Probably the simplest thing for you to do would be to concatenate the two
genomes one after the other using the concatenate tool under "text
manipulation". This will generate a new organism with apparently two
chromosomes one from bacteria A and one from bacteria B. When you run tophat or
bowtie the sam file will indicate which "chromosome" (i.e. which bacteria) it
assigned the read to.
Hope this helps.
Dr David A. Matthews
Senior Lecturer in Virology
Department of Cellular and Molecular Medicine,
School of Medical Sciences
University of Bristol
Tel. +44 117 3312058
Fax. +44 117 3312091
On 9 Jun 2011, at 15:18, John David Osborne wrote:
> Are there any tools in Galaxy to align short reads against multiple reference
> I have a dozen microbial genomes sequenced for which there are 2 reference
> genomes already sequenced.
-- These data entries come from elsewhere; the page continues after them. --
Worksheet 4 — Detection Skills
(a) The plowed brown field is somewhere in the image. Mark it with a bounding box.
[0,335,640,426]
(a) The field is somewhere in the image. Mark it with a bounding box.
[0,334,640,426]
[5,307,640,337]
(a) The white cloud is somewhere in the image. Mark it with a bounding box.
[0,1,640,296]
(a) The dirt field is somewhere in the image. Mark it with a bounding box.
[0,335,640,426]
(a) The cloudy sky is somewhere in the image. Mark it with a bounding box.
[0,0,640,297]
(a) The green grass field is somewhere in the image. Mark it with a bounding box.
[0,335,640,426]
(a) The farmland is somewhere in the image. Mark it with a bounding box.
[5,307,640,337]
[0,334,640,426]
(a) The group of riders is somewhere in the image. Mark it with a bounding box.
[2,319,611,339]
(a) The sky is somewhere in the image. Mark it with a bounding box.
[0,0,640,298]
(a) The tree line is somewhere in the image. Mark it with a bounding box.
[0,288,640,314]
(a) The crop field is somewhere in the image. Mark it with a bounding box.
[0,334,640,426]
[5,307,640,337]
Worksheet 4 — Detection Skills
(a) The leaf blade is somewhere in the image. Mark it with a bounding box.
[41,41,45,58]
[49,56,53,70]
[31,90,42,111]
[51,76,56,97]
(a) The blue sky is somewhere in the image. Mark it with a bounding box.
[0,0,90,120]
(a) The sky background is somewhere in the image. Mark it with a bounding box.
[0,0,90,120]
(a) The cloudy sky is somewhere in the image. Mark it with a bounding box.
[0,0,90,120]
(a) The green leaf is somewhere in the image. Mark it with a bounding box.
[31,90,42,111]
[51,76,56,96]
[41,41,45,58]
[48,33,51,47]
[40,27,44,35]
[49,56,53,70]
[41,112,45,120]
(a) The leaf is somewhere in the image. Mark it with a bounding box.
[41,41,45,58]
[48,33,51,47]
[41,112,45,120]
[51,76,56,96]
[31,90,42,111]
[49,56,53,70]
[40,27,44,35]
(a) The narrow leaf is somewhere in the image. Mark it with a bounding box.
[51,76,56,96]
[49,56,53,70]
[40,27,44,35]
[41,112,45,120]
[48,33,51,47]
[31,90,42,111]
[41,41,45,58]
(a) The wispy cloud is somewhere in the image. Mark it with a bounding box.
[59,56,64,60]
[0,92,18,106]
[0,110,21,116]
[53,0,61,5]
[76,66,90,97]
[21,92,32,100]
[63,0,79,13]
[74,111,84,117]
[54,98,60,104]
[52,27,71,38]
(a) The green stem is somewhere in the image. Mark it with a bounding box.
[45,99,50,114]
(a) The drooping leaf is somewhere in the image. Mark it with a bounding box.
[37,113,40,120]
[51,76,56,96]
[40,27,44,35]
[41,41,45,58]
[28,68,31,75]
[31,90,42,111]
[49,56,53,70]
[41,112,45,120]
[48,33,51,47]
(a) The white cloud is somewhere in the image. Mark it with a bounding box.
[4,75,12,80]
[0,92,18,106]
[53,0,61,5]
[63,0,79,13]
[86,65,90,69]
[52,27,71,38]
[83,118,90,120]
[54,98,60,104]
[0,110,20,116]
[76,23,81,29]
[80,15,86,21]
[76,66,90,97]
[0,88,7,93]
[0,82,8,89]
We have tried aligning each of these individually
> against either of the reference genomes - some align better against the first
> reference genome, some align better against the second reference genome.
> Ideally though I would like to be able to align against both at the same
> time. Is this possible?
> I have found a tool called GenomeMapper and hints of 2 other tools in
> development that do something like this, but nothing for Galaxy yet.
> How do others proceed with this type of problem? Workflows appreciated! :)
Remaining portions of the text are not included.